The date palm (Phoenix dactylifera) plays a vital role in the cultural and economic sectors of the Middle East, Asia, and North Africa. Accurate and efficient classification of date fruit varieties is crucial, yet traditional manual sorting methods remain inefficient and error-prone. This study aims to develop an automated classification system using machine learning classifiers, address data imbalances with generative AI techniques, and enhance model interpretability through Explainable AI methods. The dataset used in this study contains 898 samples, each comprising 34 features extracted from images of seven different types of date fruits. The Generative AI technique, Conditional Tabular Generative Adversarial Network (CTGAN), was utilized to address class imbalance issues by generating synthetic data. Four classifiers, XGBoost, Support Vector Machine (SVM), K-Nearest Neighbors (KNN), and Multilayer Perceptron (MLP), were trained on balanced training data and tested on separate test data. Additionally, the Explainable AI method, SHapley Additive exPlanations (SHAP), was employed to interpret feature importance, enhancing transparency and understanding of the model’s decision-making. Results indicated that the MLP classifier achieved the highest accuracy of 96.11%, with Precision, Recall, and F1 Score values of 94.80%, 95.38%, and 95.02%, respectively. Our approach combining generative and explainable AI techniques significantly improves the efficiency and reliability of date fruit classification systems, offering a scalable and interpretable solution for automating grading and quality assessment. This research provides a practical, data-driven framework for agricultural applications, with potential extensions to real-time data integration and hybrid models for further performance enhancement.

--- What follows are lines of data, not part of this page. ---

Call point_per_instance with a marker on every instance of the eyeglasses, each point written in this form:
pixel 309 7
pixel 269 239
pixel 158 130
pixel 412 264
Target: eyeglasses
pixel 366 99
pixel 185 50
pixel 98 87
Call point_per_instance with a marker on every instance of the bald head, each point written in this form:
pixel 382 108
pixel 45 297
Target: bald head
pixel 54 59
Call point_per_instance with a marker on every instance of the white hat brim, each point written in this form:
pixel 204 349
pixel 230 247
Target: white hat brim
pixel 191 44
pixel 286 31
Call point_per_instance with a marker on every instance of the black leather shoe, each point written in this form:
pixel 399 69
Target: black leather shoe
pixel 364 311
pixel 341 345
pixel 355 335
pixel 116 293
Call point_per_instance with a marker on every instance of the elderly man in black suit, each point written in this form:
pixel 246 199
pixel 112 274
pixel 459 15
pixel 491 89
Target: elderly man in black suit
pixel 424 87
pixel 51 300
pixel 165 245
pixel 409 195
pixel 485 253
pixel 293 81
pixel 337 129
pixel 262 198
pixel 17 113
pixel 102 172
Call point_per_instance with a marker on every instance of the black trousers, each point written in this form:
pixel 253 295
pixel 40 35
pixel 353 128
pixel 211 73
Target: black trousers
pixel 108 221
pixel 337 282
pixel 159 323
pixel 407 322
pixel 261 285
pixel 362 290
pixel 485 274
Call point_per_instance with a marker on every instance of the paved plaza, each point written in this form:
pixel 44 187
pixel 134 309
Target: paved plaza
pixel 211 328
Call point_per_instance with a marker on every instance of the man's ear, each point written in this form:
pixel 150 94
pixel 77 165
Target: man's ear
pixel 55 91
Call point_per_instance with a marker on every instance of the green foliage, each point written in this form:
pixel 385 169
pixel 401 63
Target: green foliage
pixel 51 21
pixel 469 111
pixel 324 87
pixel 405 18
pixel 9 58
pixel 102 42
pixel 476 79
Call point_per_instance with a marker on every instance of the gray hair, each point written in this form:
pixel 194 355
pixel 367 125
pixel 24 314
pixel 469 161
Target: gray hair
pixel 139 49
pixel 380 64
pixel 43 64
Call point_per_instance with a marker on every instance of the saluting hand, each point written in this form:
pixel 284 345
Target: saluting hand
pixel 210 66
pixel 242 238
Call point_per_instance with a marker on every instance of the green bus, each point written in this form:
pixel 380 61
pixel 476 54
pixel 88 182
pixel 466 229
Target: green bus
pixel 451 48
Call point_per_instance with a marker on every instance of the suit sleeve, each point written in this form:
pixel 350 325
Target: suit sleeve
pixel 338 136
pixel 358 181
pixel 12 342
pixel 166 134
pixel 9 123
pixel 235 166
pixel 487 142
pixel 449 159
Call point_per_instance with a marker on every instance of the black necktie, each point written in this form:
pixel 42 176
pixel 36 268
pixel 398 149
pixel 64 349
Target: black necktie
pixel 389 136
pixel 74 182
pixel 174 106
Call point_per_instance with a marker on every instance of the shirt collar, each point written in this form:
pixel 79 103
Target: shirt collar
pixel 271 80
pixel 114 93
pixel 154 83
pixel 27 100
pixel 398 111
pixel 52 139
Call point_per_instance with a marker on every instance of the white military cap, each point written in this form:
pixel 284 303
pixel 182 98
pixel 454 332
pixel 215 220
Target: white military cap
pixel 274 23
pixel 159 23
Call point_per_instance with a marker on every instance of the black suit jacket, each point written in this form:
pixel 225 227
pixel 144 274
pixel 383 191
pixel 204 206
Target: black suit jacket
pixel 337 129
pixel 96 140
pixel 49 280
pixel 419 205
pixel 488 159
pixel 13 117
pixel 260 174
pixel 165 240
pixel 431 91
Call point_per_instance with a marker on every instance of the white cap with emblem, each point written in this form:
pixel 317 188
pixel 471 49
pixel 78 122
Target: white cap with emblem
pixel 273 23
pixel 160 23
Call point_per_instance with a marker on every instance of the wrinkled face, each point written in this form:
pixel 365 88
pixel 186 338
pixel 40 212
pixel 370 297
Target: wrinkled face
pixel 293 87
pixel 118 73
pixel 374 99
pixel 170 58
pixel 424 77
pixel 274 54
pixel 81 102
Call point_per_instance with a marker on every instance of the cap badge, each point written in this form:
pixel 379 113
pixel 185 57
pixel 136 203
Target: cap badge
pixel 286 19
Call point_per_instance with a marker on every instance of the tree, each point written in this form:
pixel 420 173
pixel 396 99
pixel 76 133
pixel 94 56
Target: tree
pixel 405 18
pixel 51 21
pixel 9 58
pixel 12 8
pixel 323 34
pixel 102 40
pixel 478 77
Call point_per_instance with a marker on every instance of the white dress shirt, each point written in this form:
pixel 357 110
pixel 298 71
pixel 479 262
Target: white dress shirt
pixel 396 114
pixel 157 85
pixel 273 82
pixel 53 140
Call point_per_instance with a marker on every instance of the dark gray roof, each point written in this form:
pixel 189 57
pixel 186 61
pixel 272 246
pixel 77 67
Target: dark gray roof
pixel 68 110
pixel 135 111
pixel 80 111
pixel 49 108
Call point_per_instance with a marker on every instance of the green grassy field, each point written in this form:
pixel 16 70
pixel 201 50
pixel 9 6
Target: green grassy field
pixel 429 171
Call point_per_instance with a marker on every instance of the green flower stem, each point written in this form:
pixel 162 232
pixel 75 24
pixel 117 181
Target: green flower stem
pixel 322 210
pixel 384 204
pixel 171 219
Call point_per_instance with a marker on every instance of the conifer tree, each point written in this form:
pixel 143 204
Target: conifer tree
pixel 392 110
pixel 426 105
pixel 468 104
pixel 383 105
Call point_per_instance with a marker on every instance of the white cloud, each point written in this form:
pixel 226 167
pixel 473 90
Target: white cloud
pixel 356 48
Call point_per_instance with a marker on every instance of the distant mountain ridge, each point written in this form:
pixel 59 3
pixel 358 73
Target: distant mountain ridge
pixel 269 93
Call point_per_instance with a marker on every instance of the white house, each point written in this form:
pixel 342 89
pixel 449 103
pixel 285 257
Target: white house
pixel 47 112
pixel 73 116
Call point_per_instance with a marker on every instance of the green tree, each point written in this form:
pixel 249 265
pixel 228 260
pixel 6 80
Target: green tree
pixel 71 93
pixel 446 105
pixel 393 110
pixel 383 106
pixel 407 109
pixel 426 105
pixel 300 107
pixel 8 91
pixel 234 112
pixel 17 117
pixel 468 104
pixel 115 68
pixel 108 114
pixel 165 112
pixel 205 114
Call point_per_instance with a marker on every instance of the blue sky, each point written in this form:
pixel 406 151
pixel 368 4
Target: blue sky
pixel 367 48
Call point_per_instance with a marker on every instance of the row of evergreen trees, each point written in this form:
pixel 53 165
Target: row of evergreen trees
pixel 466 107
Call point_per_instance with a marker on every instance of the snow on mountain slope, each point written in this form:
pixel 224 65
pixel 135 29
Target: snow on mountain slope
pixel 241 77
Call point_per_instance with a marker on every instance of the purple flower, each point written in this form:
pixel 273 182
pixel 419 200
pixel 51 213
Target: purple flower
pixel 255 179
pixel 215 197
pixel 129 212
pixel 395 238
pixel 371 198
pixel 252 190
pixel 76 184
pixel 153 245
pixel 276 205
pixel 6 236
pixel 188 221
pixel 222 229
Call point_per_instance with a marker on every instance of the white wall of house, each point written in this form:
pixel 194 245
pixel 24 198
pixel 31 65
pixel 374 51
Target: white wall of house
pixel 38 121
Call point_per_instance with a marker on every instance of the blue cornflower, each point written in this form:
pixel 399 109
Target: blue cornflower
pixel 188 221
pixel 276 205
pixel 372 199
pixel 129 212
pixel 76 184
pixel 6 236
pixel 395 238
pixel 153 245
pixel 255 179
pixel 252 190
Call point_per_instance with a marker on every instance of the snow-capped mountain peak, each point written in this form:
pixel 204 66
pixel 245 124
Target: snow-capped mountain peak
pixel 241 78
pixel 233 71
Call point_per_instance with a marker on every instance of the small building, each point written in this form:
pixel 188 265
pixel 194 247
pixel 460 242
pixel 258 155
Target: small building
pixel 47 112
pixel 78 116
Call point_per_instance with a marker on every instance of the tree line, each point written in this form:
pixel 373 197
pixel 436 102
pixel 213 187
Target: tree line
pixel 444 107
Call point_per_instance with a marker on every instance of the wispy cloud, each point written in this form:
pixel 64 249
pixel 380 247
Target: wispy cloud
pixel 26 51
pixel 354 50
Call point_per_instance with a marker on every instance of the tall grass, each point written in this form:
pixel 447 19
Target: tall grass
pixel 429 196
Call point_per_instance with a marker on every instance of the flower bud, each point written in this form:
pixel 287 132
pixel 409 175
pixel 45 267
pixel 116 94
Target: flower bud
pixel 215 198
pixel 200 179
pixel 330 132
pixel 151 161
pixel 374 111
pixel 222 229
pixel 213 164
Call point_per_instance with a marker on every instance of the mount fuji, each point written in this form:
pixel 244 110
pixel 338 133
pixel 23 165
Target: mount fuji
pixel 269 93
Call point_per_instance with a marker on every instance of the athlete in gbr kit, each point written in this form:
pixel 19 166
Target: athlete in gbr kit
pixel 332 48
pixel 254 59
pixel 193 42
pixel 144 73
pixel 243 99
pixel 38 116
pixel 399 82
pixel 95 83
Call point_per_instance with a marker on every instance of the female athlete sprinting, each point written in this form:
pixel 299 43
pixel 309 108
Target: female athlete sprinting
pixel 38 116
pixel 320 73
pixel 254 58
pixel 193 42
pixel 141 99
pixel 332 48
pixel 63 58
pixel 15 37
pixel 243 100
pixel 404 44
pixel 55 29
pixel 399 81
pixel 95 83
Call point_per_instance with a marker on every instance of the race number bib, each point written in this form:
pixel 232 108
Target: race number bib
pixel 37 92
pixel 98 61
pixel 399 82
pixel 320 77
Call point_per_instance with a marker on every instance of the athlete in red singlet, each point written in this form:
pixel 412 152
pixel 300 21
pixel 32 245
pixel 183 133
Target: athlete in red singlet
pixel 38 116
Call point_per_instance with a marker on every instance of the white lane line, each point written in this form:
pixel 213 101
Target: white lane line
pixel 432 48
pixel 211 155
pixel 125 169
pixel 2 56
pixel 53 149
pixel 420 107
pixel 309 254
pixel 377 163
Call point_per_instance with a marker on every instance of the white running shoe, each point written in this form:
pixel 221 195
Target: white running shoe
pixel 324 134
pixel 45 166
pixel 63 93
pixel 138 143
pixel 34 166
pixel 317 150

利用机器学习、CTGAN和基于shap的可解释性增强枣果分类
枣椰树(Phoenix dactylifera)在中东、亚洲和北非的文化和经济领域起着至关重要的作用。准确、高效的枣果品种分类至关重要,但传统的人工分类方法效率低下,容易出错。本研究旨在利用机器学习分类器开发一个自动分类系统,利用生成式人工智能技术解决数据失衡问题,并通过可解释的人工智能方法增强模型的可解释性。本研究使用的数据集包含898个样本,每个样本包含从7种不同类型的枣果实图像中提取的34个特征。生成式人工智能技术,条件表格生成对抗网络(CTGAN),被用来通过生成合成数据来解决职业不平衡问题。XGBoost、支持向量机(SVM)、k近邻(KNN)和多层感知器(MLP)四个分类器在平衡训练数据上进行训练,并在单独的测试数据上进行测试。此外,可解释的人工智能方法SHapley加性解释(SHAP)被用来解释特征的重要性,提高透明度和对模型决策的理解。结果表明,MLP分类器准确率最高,达到96.11%,其中Precision、Recall和F1 Score值分别为94.80%、95.38%和95.02%。我们的方法结合了生成和可解释的人工智能技术,显着提高了枣果分类系统的效率和可靠性,为自动化分级和质量评估提供了可扩展和可解释的解决方案。这项研究为农业应用提供了一个实用的、数据驱动的框架,并有可能扩展到实时数据集成和混合模型,以进一步提高性能。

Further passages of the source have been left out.